Rabu, 01 September 2010

SINGKIRKAN BATASAN-BATASAN YANG ADA

Kris Vallotton dalam buku Developing Supernatural Lifestyle menulis:

Allah tidak pernah menghendaki karunia2 Roh dibatasi oleh dinding gereja. Sebagian besar mujizat dalam Alkitab terjadi di luar jalan tol kudus, di hutan rimba realitas. Syukur kepada Allah, ada transisi besar dalam Kerajaan. Kita sedang beralih dari pelayanan bagi orang2 kudus menjadi pelayanan dari orang2 kudus. Gereja adalah tempat yang kita kunjungi untuk diperlengkapi dengan senjata2 perang, dan merupakan tempat yang sangat baik untuk berlatih hingga kita fasih menggunakannya, dibawah bimbingan instruksi berpengalaman. Akan tetapi penting sekali kita memperlengkapi, mengembangkan dan melatih, dengan maksud mengerahkan.
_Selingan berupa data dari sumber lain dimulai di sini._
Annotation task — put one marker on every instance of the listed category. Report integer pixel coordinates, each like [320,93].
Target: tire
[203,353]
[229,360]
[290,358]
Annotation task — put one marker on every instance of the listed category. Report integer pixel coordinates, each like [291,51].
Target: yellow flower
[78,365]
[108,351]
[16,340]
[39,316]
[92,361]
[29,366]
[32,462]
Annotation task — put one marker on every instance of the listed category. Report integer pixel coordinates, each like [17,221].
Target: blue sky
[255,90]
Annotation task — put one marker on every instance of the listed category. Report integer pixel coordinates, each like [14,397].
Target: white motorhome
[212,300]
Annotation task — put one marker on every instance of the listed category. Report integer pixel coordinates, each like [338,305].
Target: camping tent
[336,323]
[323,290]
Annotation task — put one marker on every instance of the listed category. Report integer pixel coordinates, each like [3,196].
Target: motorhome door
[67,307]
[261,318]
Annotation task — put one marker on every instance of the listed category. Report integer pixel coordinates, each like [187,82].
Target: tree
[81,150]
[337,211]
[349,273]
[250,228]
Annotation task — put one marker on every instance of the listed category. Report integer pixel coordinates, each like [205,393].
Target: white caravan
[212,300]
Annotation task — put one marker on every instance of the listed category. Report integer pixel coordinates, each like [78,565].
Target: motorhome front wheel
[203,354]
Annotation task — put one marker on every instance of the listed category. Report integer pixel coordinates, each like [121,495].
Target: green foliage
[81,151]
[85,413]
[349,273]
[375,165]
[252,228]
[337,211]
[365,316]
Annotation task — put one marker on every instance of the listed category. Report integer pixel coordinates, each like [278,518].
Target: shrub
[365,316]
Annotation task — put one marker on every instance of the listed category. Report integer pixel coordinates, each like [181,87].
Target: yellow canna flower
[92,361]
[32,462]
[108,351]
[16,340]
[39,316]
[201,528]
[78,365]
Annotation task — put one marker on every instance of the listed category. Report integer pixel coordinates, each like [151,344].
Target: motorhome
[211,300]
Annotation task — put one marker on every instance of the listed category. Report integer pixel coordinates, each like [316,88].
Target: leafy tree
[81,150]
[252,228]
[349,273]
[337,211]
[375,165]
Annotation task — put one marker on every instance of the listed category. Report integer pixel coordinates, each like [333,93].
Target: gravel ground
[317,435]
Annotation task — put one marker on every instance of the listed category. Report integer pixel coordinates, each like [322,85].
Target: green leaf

Sebagian besar umat Kristen tidak siap menghadapi pertempuran yang menanti mereka di masyarakat karena mereka telah berlatih di lingkungan “Benteng Empuk“ yang ramah. Bukan saja mereka dilatih di antara orang2 yang ramah, yang sudah mengenal Allah dan berbahasa kristiani, mereka juga dilatih untuk menghadapi orang2 seperti itu! Sungguh sulit dipersiapkan untuk menghadapi kandang singa ketika berlatih bersama dan menghadapi kucing. Izinkan saya memperjelas. Gereja seharusnya menjadi tempat yang aman untuk berlatih dan bertumbuh dalam karunia Roh Kudus. Akan tetapi, kalau kita berlatih hanya untuk menghadapi jemaat, kita akan sama sekali tidak efektif diantara orang yang masih sesat dalam kegelapan. Anda hanya bisa sekian lama duduk di simulator sebelum akhirnya harus keluar dan menggemudikan kendaraan yang sesungguhnya.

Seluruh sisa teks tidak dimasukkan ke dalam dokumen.